/super-simple-dynamic-lambda

Primary LanguageJavaApache License 2.0Apache-2.0

Simple Dynamic Lambda Workflows on Kinesis Streams

This example project shows an architecture, and example implementation of a mechanism for creating dynamic workflows based on AWS Lambda invocations. This is a common requirements when you need to quickly build new applications using loosely coupled components and take advantage of serverless architecture. While the example code doesn't implement the full workflow, hopefully the steps to build a full architecture will be clear.

Architecture

The key premise of this architecture is that you have a single MessageEventRouter Lambda function that is responsible for implementing the correct workflow for a given input message. These workflows are represented either as interpreted graphs of execution (as shown in the example code), or alternatively could be run as compiled binaries which are hot loaded based upon a rule set. This workflow is referred to as an EventEngine, which over time can be modified, versioned, and features such as incremental rollout supported.

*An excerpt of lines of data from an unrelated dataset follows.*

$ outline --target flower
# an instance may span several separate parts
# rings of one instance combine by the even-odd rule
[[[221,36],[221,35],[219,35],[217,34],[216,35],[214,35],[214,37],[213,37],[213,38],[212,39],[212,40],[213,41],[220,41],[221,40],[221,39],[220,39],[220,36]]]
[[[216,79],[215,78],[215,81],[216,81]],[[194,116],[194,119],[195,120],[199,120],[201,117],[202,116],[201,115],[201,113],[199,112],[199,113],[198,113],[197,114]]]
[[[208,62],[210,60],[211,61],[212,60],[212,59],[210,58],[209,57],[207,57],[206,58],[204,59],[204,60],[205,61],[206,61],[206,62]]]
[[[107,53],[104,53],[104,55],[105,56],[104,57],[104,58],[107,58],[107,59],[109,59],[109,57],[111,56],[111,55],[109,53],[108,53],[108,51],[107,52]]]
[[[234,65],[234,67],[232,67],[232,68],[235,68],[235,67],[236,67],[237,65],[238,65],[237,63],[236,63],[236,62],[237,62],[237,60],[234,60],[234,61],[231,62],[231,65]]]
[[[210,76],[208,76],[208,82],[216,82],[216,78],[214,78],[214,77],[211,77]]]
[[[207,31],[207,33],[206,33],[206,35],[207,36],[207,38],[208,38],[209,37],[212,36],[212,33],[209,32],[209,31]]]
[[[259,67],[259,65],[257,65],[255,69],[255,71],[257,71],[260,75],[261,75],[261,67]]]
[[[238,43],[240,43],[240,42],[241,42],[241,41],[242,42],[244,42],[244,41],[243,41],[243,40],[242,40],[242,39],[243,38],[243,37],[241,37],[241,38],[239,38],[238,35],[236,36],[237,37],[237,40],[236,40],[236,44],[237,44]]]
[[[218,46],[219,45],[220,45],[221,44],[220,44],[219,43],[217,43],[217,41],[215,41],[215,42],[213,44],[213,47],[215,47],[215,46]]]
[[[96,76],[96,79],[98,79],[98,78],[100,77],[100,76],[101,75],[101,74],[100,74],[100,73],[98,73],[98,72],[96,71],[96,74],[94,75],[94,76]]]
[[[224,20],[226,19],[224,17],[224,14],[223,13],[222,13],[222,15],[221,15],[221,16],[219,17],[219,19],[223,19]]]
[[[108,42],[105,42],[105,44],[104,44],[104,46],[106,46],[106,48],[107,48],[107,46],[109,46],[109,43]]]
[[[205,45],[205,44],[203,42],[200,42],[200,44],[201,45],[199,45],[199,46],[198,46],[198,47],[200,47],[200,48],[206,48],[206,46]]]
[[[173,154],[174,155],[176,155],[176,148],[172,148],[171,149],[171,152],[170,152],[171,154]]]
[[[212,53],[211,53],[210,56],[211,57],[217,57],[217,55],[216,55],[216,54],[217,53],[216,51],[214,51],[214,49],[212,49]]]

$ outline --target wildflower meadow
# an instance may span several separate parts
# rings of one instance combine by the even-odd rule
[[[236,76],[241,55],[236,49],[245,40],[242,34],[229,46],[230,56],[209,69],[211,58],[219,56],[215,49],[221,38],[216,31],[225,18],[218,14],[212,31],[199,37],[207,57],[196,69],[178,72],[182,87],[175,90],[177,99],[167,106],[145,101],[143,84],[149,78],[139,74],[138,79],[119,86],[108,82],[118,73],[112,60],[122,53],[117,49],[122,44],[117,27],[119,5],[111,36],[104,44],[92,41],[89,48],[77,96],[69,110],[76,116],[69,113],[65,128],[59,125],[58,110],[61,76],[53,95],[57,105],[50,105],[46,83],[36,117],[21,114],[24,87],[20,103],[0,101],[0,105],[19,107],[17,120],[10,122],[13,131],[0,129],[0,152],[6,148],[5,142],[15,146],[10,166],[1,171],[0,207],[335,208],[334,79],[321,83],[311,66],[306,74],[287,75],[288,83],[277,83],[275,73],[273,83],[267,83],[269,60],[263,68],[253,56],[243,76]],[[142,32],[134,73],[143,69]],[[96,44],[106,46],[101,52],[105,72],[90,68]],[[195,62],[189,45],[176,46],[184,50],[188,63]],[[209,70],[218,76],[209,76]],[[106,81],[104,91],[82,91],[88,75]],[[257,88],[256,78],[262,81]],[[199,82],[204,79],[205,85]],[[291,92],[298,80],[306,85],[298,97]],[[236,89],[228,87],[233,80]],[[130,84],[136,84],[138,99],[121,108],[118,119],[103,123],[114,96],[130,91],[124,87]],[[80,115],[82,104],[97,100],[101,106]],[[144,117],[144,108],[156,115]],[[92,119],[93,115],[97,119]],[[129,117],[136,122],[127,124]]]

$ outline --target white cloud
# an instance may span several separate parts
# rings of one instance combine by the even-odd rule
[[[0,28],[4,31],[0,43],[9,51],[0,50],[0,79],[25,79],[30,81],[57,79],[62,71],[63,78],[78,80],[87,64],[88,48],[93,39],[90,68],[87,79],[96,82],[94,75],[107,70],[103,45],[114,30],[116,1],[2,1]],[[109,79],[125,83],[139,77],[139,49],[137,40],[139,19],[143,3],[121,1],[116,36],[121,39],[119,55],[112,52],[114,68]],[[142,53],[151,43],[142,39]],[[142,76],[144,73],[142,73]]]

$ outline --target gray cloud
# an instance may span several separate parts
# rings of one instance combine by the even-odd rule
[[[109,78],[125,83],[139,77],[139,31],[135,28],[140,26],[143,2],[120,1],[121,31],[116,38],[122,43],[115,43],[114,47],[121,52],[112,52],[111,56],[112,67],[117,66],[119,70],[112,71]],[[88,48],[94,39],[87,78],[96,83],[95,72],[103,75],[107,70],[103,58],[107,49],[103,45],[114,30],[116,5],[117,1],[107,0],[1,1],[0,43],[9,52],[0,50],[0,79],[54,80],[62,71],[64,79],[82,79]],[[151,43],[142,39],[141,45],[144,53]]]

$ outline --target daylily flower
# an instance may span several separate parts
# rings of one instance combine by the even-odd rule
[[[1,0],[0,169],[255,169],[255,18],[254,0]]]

The above logical architecture has the above main features:

  1. Workflows are built dynamically using a secondary modelling tool or language. An example of this would be a client based tool that builds a workflow, where each workflow step is implemented as an AWS Lambda function. This is the model used in the source example. Alternatively, an event engine could be a reference to an AWS Step Functions entry point, an API Gateway call, or a compilable script using an interpreter (for example, a python script which is compiled and run through jython in a Java Lambda). These workflows may demonstrate arbitrary complexity for how they refer to their constituent components.
  2. The MessageEventRouter Lambda function is created with a KinesisEventSource which maximises throughput, requesting a large number of messages in a single batch from an Amazon Kinesis Stream
  3. On startup, the message event router queries a known, high performance data store such as DynamoDB to determine which EventEngine references should be loaded into memory, or compiled for later use. The MessageEventRouter should periodically re-check for changes to the Event Engine version which must be hot loaded.
  4. Event Engine references stored in the datastore are just paths to files on Amazon S3. The reference is accessed with s3::GetObject, and the object metadata indicates what type of workflow is used. In this way, you could have execution graph based workflow, as well as interpreted binaries.
  5. Once downloaded, the MessageEventRouter creates an in-memory cache (which is lazy loaded and hot swapped) for the entry point to the engine. This will allow for message based routing to the correct execution engine. An example of this using an HJson based workflow can be seen in EventEngine.java.
  6. When messages are received, they can be deduplicated against a data stored managed by successful completion of the MessageRouter flow for each message which is processed OK by the downstream workflow.
  7. The compiled Event Engine binary or workflow is executed, and uses AWS Lambda InvokeSync or InvokeAsync API calls to implement the required workflow
  8. Where required for the workflow, the called Lamba functions may create observable results such as writing data to other Kinesis Streams, creating SQS messages, or calling other API's. Because of this possibility, all invoked functions must be idempotent, as successful confirmation of execution from step 6/9 will not be guaranteed.
  9. Once a message is successfully processed by the Event Engine workflow, it is written to the successful messages stored. Please note that this step may fail even though execution of the workflow has completed. Therefore the entire workflow should be considered 'at least once' execution.